Creditor: An entity to whom money is owed by the organisation.

Current Asset: An asset which is expected to be converted into cash within a trading cycle.

D

Debenture: A name used for loan financing taken on by a company.

Debtor: An entity which owe the organisation money.

Depreciation: The systematic allocation of a depreciable amount to an asset over its useful life.

Dividend: An amount paid to shareholders of the organisation as a reward for investment in the company. Dividend paid is related to the number of shares and individual shareholder has.

Drawings: Cash taken from the business for personal use. The opposite of capital.

E

Earnings Per Share: Metric calculated as earnings for ordinary shareholders divided by the number of shares which the company has issued.

Equity: A description applied to the ordinary share capital of an entity.

Expense: An expense is caused by a transaction or event arising which results in a decrease of ownership interest during the ordinary activities of the business.

F

Fixed Asset: An asset that is held by the organisation on a continuing basis for use in production or administrative services.

G

Gearing: The ratio of debt capital to ownership claim.

Goodwill: The difference between the fair value of the amount paid for an investment and the fair value of the net assets acquired. Related to the reputation and the perception of the entity.

Gross: Before making deductions.

Gross Profit/Gross Margin: Sales less cost of sales before deduction of other expenses.

I

IAS: International Accounting Standard, issued by the IASB’s predecessor body.

Impairment: A reduction in the carrying value of asset, beyond the expected depreciation. Impairments must be reflected within the Balance Sheet.

Intangible: Without shape or form. Cannot be touched. Usually related to assets such as intellectual property rights.

Interest on loans: The percentage return on the loan capital required by the lender.

Inventory: Stock held for use in the production process or for resale.
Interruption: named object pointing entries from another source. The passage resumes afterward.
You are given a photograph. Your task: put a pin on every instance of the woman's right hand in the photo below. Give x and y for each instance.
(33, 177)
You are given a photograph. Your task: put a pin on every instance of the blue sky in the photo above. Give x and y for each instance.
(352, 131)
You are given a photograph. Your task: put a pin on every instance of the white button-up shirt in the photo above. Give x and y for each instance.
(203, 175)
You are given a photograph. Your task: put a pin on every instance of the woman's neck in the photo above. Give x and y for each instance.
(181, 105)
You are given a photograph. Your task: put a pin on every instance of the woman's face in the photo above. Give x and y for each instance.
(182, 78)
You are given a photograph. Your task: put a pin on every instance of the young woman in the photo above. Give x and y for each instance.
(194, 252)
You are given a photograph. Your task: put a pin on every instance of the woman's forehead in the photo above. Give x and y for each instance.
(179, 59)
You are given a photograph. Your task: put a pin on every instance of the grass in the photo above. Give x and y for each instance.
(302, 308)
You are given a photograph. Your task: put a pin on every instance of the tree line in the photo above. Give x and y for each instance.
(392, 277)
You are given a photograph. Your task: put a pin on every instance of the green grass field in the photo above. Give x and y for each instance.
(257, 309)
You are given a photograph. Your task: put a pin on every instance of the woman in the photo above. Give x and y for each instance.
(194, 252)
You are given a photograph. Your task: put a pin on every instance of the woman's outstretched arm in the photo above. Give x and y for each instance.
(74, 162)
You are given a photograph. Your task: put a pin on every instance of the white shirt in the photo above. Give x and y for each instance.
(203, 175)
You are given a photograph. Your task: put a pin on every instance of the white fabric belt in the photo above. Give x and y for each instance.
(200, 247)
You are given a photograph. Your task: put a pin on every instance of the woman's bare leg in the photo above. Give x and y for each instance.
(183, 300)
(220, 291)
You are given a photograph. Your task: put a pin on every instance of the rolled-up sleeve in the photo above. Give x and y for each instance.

Investors: Persons or organisations which have provided money/capital to a business in exchange for ownership shares.

K

Key Performance Indicators (KPI): Quantified measures of factors that help to measure the performance of the business effectively.

L

Liabilities: Obligations to transfer economic benefits to another entity due to past events or transactions.

Liquidity: The extent to which a business has access to cash or items which can readily be exchanged for cash.

M

Management Accounting: Reporting financial information from within the business for use by management only.
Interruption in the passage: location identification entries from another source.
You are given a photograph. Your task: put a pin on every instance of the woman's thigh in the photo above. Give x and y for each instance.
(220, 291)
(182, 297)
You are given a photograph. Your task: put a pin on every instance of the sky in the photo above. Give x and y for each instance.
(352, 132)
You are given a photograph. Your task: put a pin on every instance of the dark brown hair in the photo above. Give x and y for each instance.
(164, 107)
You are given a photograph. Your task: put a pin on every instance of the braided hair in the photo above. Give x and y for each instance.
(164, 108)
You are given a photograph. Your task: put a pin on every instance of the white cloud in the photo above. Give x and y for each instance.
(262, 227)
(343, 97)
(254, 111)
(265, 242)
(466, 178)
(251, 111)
Market Value (of a share): The price for which a share could be transferred between a buyer and a willing seller.

Minority Interest/Non-controlling Interest: The ownership in a company held by persons other than the parent company.

N

Net: After making deductions.

Net Assets: Assets minus Liabilities which is equal to ownership interest.
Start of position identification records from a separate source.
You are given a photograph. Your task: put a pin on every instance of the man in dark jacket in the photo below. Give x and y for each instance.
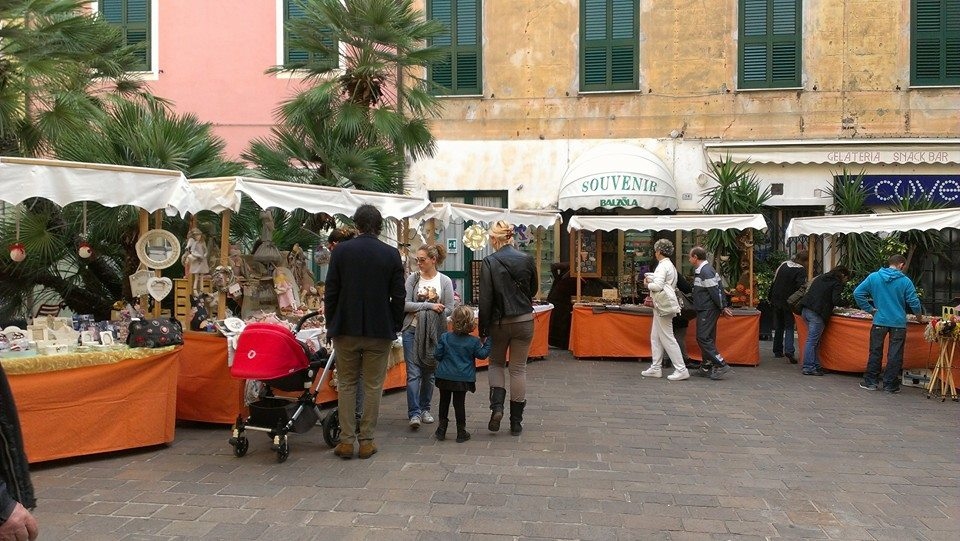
(824, 293)
(16, 490)
(789, 277)
(363, 306)
(709, 302)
Net Profit: Sales minus cost of sales minus all administrative and selling costs.

O

Operating Margin: Operating profit as a percentage of sales.

Ordinary Shares: Entitle the holder to a share of the dividend and of net assets on closing down of the business.

P

Preference Shares: Shares in a company which give the holder a preference to receive dividend before any ordinary share dividend is declared.

Premium: An amount paid in addition, or extra.

Profit: Calculated as revenue minus expenses.

Provision: A liability of uncertain timing or amount.

Prudence: Not overstating gains and assets and not understating losses and liabilities.

R

Reserves: The claim which owners have on the assets of a company because the company has created new wealth for them over the period since it began.

Return on Capital Employed: Operating profit before deducting interest and taxation, divided by share capital plus reserves plus long term loans.

S

Sales/Revenue: Created by transactions during the ordinary course of business which increase the ownership interest. Money received by the business in exchange for goods and services.

Share Capital: Name given to the total amount of cash which the shareholders have contributed to the company.

T

Tangible Fixed Asset: A fixed asset which has a physical existence.

True & Fair View: Requirement for UK companies not using the ISAB system when preparing their financial records.

W

Working Capital: Finance to support the short term assets of the business to the extent that these are not financed by short term creditors. Current assets less current liabilities.

Work-in-Progress: Cost of partly completed goods or services, intended for completion and recorded as an asset.